Outra questão que o relatório traz é a relação da Vale com a elaboração e a formulação de políticas públicas. O que foi possível concluir sobre a relação política da mineradora?
Na parte das relações de trabalho, o relatório mostra que, no município de Brumadinho, 26% das relações de trabalho são ligadas à Vale. Isso sem contar os terceirizados que entram no setor de serviços. Então, você tem uma dependência muito grande em relação à empresa. O município fica praticamente refém da empresa — como aconteceu em Mariana, onde há um movimento hoje de "Volta Samarco", porque boa parte da renda dos trabalhadores do município vem da mineração e a mineradora acabou demitindo seus funcionários.
No caso de Brumadinho, a gente tenta antever esses problemas. Se eu tenho um município em que de 20% a 25% das pessoas trabalham na mineradora e a mineradora está parada, 25% da população vai estar sem emprego. Então, isso também vai ser um problema para o município.
Mas, para além disso, uma série de recursos que voltavam ao município por causa da mineração acaba cessando. E a mineradora tem grandes poderes e acaba influenciando decisões na Câmara Municipal, na Prefeitura... A mineradora acaba sendo uma grande ordenadora do território. E a gente indicou isso no relatório, mostrando que isso vai ser um problema que Brumadinho vai passar a enfrentar.
O relatório finaliza com recomendações para limitar esse poder das mineradoras. Quais são as principais?
A gente indica uma série delas. Uma das principais é o problema que chamamos de automonitoramento de barragens pelas empresas. Hoje são elas que contratam outras empresas de auditoria para fazer a avaliação da estabilidade da barragem ou não. A gente pede o fim do processo de automonitoramento das barragens, que os auditores sejam escolhidos de forma independente e que, mesmo que sejam monitorados pelas empresas, o estado tem que reivindicar e fazer o sorteio.
Outra recomendação é a constituição de comissões mistas de monitoramento de segurança de barragens, que inclui técnicos, trabalhadores e representantes das próprias comunidades.
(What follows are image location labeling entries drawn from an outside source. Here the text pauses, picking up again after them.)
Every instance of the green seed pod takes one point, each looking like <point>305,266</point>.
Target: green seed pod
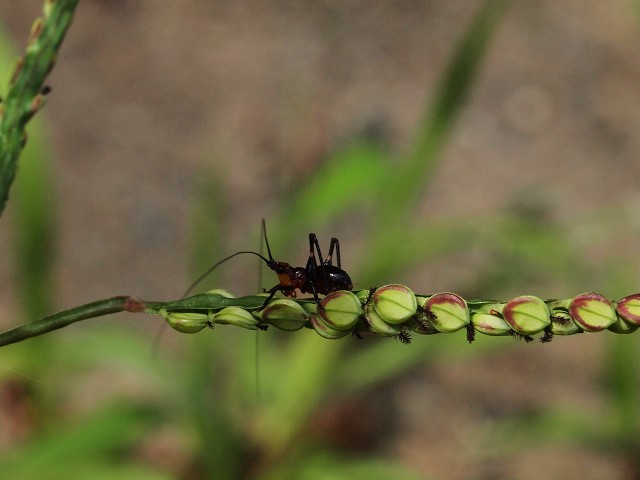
<point>622,326</point>
<point>324,330</point>
<point>285,314</point>
<point>592,312</point>
<point>395,303</point>
<point>341,310</point>
<point>379,326</point>
<point>629,308</point>
<point>526,314</point>
<point>222,292</point>
<point>236,316</point>
<point>490,324</point>
<point>562,324</point>
<point>447,312</point>
<point>185,322</point>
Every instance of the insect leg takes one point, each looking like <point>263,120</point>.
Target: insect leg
<point>334,244</point>
<point>312,266</point>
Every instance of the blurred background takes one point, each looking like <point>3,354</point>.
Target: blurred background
<point>485,148</point>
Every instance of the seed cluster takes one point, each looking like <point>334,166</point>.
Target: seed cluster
<point>395,311</point>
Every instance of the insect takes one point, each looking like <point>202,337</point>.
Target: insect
<point>318,277</point>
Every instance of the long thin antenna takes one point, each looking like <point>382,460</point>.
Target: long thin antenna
<point>264,233</point>
<point>215,265</point>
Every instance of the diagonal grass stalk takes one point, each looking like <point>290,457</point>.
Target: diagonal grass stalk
<point>26,93</point>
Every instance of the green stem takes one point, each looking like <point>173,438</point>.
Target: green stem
<point>67,317</point>
<point>427,314</point>
<point>26,96</point>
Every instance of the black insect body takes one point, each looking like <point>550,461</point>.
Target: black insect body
<point>318,277</point>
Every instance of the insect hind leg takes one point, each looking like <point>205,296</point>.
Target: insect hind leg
<point>335,244</point>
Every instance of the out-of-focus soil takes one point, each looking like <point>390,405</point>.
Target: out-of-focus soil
<point>144,92</point>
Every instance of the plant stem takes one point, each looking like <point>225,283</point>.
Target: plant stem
<point>67,317</point>
<point>26,87</point>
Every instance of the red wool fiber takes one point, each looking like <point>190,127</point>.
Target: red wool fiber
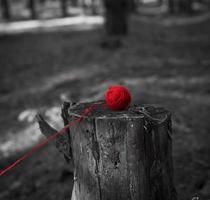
<point>118,97</point>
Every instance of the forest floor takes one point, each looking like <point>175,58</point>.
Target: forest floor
<point>164,64</point>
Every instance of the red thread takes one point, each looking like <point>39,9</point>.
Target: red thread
<point>118,97</point>
<point>50,138</point>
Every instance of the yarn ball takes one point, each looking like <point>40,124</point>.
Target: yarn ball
<point>118,97</point>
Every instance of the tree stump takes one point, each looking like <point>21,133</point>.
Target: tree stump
<point>124,155</point>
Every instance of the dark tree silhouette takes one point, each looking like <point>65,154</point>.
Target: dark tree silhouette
<point>64,8</point>
<point>116,14</point>
<point>5,9</point>
<point>32,7</point>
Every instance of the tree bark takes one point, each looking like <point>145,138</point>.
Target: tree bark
<point>5,9</point>
<point>171,6</point>
<point>124,155</point>
<point>116,17</point>
<point>32,7</point>
<point>64,8</point>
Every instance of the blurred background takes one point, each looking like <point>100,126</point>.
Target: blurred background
<point>57,50</point>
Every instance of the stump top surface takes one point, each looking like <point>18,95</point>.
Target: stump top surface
<point>102,111</point>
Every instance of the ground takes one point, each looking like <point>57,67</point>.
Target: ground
<point>162,63</point>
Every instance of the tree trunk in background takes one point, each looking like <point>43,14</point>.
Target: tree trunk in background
<point>171,6</point>
<point>116,17</point>
<point>185,6</point>
<point>64,8</point>
<point>32,7</point>
<point>93,7</point>
<point>5,9</point>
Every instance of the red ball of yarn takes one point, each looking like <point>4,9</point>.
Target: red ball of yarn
<point>118,97</point>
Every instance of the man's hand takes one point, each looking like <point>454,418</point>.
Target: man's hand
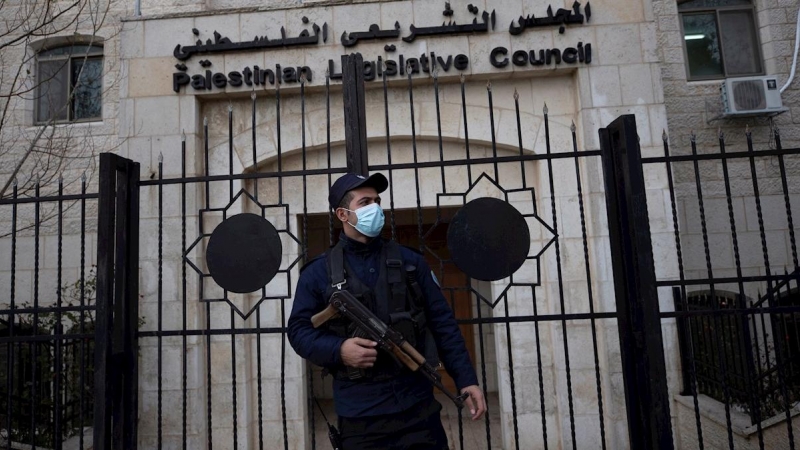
<point>359,353</point>
<point>475,402</point>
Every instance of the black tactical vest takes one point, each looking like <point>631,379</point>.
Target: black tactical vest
<point>397,300</point>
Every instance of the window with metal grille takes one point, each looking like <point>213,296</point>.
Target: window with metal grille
<point>720,39</point>
<point>719,346</point>
<point>746,358</point>
<point>69,84</point>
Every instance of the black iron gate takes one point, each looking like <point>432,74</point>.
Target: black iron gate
<point>552,340</point>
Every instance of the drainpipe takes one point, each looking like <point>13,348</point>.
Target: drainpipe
<point>794,59</point>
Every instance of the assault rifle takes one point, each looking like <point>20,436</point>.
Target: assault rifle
<point>345,304</point>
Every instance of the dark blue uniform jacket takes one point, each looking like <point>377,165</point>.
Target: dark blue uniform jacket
<point>369,398</point>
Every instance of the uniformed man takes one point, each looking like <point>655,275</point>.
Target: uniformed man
<point>380,404</point>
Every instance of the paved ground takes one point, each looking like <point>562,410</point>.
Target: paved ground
<point>474,433</point>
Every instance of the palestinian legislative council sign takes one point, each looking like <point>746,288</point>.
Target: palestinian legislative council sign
<point>378,67</point>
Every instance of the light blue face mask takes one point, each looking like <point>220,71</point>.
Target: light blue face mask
<point>370,219</point>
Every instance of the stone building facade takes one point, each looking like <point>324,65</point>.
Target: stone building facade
<point>167,74</point>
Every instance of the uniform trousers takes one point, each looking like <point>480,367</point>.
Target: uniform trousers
<point>417,428</point>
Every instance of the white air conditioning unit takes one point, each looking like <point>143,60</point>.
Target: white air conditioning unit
<point>751,96</point>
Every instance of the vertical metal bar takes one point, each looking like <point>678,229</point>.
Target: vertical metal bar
<point>560,278</point>
<point>641,343</point>
<point>589,287</point>
<point>684,341</point>
<point>392,219</point>
<point>486,419</point>
<point>466,128</point>
<point>104,380</point>
<point>209,416</point>
<point>692,378</point>
<point>539,368</point>
<point>35,344</point>
<point>160,295</point>
<point>491,129</point>
<point>305,212</point>
<point>787,201</point>
<point>771,301</point>
<point>82,314</point>
<point>280,148</point>
<point>283,304</point>
<point>234,416</point>
<point>355,121</point>
<point>130,389</point>
<point>328,147</point>
<point>416,159</point>
<point>184,346</point>
<point>58,329</point>
<point>510,355</point>
<point>519,137</point>
<point>435,73</point>
<point>718,324</point>
<point>263,294</point>
<point>754,400</point>
<point>11,319</point>
<point>533,288</point>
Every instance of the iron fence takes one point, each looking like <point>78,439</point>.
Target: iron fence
<point>735,288</point>
<point>569,347</point>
As comunidades levantam muitas questões com relação às barragens, e a gente precisa ouvi-las.
Com relação à legislação, a gente pede essas mudanças no processo de licenciamento ambiental de forma a tornar o processo mais rigoroso. O que a gente viu a partir de 2015 foi uma flexibilização dessas leis. Se antes o licenciamento de determinados empreendimentos passava por três fases — licença prévia, licença de instalação e licença de operação —, agora eles passaram a fazer o que chamam de LAC, Licença Ambiental Concomitante, que faz as três fases numa única. É necessária uma mudança no processo de licenciamento ambiental, de modo a torná-lo mais rigoroso, particularmente no estado de Minas Gerais.
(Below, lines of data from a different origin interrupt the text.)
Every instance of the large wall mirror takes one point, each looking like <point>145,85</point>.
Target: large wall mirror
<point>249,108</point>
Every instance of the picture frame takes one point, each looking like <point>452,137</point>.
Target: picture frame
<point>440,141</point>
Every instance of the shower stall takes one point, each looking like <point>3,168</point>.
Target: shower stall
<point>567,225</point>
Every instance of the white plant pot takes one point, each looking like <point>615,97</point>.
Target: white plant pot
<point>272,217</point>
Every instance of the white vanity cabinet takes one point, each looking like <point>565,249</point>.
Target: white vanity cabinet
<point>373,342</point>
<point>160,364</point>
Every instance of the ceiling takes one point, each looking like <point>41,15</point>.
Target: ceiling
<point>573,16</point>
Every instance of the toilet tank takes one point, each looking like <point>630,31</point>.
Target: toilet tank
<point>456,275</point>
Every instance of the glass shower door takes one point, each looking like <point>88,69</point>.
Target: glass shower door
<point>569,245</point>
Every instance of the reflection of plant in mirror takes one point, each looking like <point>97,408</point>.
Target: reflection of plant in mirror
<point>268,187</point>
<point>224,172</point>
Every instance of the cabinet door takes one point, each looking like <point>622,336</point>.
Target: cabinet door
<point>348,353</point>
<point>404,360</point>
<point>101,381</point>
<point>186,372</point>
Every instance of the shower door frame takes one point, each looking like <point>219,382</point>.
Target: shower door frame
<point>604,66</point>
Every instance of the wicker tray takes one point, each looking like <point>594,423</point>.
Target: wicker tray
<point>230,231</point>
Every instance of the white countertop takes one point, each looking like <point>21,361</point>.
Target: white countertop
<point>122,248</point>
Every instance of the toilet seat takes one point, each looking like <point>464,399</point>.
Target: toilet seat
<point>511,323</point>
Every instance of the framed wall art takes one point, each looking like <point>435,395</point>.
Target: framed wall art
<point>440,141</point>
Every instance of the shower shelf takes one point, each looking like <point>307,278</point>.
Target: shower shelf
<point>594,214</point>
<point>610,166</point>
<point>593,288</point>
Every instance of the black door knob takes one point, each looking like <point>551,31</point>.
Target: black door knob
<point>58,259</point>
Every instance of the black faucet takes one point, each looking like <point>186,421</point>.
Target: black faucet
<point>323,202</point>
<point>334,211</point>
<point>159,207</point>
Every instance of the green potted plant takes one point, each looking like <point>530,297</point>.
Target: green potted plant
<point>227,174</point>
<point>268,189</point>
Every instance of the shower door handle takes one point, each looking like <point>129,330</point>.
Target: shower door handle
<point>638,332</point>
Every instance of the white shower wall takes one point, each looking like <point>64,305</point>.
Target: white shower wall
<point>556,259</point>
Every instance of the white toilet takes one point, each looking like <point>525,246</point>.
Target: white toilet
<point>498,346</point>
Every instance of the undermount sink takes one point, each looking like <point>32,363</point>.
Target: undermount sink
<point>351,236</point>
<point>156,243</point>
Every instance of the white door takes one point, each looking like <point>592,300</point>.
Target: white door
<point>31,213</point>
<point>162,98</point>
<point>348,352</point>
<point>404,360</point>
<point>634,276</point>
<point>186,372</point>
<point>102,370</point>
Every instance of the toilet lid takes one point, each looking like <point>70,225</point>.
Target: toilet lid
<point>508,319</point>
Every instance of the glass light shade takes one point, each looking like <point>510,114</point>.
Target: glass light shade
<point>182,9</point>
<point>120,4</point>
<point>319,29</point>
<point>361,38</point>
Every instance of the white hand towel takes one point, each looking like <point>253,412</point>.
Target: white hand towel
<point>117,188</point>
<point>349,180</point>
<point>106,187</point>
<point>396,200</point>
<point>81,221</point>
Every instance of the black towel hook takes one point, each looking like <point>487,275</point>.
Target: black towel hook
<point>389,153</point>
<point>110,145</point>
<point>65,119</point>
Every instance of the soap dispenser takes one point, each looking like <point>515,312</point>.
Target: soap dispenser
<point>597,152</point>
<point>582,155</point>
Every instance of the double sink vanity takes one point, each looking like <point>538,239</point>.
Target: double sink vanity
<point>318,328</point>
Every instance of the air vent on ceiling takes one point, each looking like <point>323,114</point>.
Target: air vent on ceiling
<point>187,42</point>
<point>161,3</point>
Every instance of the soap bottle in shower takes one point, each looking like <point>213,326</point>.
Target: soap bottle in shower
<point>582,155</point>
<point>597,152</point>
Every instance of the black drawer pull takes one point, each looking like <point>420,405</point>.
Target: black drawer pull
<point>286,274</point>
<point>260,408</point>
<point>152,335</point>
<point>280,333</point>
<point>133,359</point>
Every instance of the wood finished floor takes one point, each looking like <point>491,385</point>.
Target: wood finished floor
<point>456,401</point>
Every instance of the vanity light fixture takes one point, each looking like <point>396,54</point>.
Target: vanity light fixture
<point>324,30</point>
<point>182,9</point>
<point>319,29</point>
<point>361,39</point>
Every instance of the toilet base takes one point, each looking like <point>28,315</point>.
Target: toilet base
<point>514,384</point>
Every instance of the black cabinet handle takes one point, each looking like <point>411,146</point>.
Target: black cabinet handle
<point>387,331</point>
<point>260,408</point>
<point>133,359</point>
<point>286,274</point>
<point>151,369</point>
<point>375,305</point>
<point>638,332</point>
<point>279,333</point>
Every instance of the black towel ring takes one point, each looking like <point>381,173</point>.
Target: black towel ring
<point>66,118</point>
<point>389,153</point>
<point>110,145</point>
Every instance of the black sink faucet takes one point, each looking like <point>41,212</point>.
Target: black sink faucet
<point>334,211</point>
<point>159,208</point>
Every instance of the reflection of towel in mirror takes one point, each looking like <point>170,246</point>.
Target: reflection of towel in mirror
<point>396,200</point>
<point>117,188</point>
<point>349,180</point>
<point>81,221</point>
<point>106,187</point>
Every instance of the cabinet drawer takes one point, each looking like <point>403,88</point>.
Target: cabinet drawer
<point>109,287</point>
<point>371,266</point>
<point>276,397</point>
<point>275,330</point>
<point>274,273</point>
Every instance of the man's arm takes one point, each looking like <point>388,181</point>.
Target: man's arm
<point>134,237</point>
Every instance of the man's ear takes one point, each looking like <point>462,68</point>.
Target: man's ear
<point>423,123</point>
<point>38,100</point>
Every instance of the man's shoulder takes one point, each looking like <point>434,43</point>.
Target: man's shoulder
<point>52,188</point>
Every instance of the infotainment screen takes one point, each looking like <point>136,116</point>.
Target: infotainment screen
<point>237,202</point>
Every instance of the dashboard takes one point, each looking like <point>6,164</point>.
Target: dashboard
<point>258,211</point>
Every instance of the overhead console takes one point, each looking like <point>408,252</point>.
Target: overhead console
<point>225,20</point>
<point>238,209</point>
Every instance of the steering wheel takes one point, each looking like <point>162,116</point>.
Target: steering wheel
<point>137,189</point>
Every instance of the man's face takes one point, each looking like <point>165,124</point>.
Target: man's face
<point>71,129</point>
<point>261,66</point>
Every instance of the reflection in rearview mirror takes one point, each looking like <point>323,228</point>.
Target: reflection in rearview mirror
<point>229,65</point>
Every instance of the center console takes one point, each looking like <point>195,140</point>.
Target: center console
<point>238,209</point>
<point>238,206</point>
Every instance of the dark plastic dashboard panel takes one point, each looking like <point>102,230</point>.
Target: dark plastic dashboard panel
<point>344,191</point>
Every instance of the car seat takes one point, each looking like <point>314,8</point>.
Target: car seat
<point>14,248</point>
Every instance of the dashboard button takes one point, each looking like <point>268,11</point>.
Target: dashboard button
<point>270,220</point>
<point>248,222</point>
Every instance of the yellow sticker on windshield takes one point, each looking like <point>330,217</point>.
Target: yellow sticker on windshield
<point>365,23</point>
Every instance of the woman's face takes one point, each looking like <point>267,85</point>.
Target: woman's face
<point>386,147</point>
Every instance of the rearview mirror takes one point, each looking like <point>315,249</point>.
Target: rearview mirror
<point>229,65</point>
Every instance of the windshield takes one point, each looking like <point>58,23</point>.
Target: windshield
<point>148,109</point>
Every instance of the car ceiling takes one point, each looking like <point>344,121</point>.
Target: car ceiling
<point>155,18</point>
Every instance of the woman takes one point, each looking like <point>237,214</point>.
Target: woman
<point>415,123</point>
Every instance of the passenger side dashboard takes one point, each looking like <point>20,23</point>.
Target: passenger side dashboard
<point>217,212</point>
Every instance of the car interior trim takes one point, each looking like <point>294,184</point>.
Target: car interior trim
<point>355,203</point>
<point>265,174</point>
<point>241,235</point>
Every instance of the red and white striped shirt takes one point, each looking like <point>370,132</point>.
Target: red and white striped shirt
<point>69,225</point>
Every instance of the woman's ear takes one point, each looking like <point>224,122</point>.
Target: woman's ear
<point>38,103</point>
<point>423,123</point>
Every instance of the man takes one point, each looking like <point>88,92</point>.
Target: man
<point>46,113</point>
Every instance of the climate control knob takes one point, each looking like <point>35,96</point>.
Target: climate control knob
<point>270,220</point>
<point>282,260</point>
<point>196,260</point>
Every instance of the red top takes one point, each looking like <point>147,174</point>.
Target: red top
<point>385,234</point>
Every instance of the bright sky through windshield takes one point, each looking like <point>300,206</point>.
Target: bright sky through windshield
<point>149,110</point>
Outro ponto é o fortalecimento dos órgãos de fiscalização e controle, tanto no setor mineral quanto na área ambiental. Hoje temos uma precarização desses órgãos, não há mais concurso público porque, se não engano, são 35 funcionários no Brasil inteiro para fiscalizar barragens que não dão conta na Agência Nacional de Mineração (ANM). A gente precisa fortalecer esses órgãos fiscalizadores.
Por fim, outra coisa que destacamos é a obrigatoriedade das mineradoras em prover recursos direcionados ao fechamento das minas, um plano de fechamento das minas para que a barragem não fique abandonada e, mais cedo ou mais tarde, ela acabe se rompendo e novos desastres ocorram.
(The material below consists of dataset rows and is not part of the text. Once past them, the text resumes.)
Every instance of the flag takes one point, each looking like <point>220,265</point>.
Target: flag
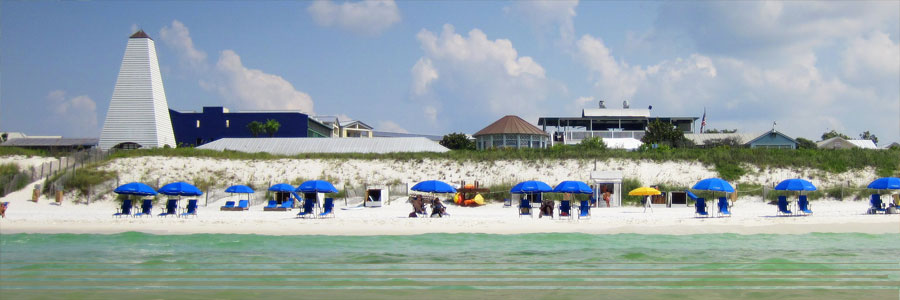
<point>703,121</point>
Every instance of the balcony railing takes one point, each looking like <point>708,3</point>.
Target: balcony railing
<point>575,137</point>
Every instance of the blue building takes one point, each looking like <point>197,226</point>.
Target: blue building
<point>198,128</point>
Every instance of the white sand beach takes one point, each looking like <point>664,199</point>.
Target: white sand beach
<point>750,216</point>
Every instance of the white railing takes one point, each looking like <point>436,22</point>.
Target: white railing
<point>574,137</point>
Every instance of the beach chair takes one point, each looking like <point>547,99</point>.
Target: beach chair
<point>327,208</point>
<point>287,204</point>
<point>124,210</point>
<point>272,204</point>
<point>229,205</point>
<point>171,208</point>
<point>146,208</point>
<point>190,209</point>
<point>876,205</point>
<point>783,206</point>
<point>437,208</point>
<point>803,205</point>
<point>723,207</point>
<point>546,209</point>
<point>700,207</point>
<point>565,209</point>
<point>309,207</point>
<point>418,204</point>
<point>244,204</point>
<point>584,210</point>
<point>525,208</point>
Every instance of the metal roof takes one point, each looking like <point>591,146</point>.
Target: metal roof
<point>51,142</point>
<point>510,124</point>
<point>292,146</point>
<point>612,112</point>
<point>701,138</point>
<point>435,138</point>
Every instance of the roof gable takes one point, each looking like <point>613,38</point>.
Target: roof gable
<point>510,124</point>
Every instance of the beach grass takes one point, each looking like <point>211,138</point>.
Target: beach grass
<point>730,163</point>
<point>4,151</point>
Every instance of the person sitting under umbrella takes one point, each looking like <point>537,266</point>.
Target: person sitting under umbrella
<point>438,208</point>
<point>546,208</point>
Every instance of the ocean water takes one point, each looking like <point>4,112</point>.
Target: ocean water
<point>807,266</point>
Também há um conjunto de legislações que estão desconexas ou perdidas. Propomos uma legislação que explique as normas e as diligências operacionais das barragens, ou seja, o que é descaracterização, descomissionamento, desativação... Com o desastre de Brumadinho, a ANM soltou uma portaria definindo algumas coisas, mas ela não define esse conceito de forma clara, o que ainda acaba causando várias confusões. Então, a gente precisa de uma legislação que defina isso de forma muito mais clara, que hoje a gente não tem, entre outros muitos pontos.